Wednesday, April 03, 2013

Links


  1. Tarun Jain (Indian School of Business) at Ideas for India: Should Bribe Givers Be Let Off?

    In 2011, Economist Kaushik Basu argued that for a class of bribes, the law should not punish the bribe-giver. This column presents results of experiments conducted to test this idea and provides insights for anti-corruption efforts.

  2. Dirk Matten in Globe and Mail: India’s generics drug ruling will help, not hinder, innovation. He reiterates what I consider to be central to the Supreme Court verdict; Indian news outlets that I have seen seem to miss this point, though:

    The crucial point here is whether the version of Glivec for which Novartis was claiming patent protection is actually a ‘ new ‘ drug.

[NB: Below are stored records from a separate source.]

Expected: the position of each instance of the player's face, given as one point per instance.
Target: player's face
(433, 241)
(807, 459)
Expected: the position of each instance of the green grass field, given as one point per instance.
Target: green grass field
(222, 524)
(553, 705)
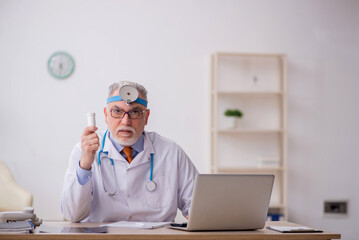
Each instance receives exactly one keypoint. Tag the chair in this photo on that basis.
(12, 196)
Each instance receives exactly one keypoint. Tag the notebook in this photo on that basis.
(229, 202)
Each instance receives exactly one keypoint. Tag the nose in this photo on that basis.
(126, 120)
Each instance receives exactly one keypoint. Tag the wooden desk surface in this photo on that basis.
(167, 233)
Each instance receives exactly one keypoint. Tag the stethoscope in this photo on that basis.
(150, 185)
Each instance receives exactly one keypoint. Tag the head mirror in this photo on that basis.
(128, 93)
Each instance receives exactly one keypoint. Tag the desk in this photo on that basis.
(167, 233)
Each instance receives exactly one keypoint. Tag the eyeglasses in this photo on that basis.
(133, 114)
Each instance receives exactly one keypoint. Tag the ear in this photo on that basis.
(147, 115)
(105, 112)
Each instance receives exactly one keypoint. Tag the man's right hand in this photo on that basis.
(89, 145)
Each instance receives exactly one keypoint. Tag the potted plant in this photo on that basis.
(233, 115)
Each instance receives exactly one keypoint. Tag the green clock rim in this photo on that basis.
(72, 67)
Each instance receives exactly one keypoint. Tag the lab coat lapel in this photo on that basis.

What the Indian supreme court in fact ruled was not that Novartis should not enjoy patent protection on their new drugs; it mainly concluded that the new edition of Glivec, for which the company applied for protection, was in fact not sufficiently ‘new’ – not different enough from the old version of Glivec, for which the patent had expired.

    This points to a well know strategy of the pharmaceutical industry. Rather than fighting generic companies, ‘originator’ companies such as Novartis just marginally change the chemical formula of an existing drug whose patent is about to expire and then pretend to having come up with an entirely new one, for which of course they should enjoy full patent protection.

  3. Brad Plumer at the Wonk Blog: Expensive batteries are holding back electric cars. Can that change? A part of the argument hinges on the lack of a Morre's Law in energy storage technology!

1 Comments:

  1. p said...

    http://www.youtube.com/watch?v=GPTxj9GFPbg
    have you seen "hard work is a vector quantity"?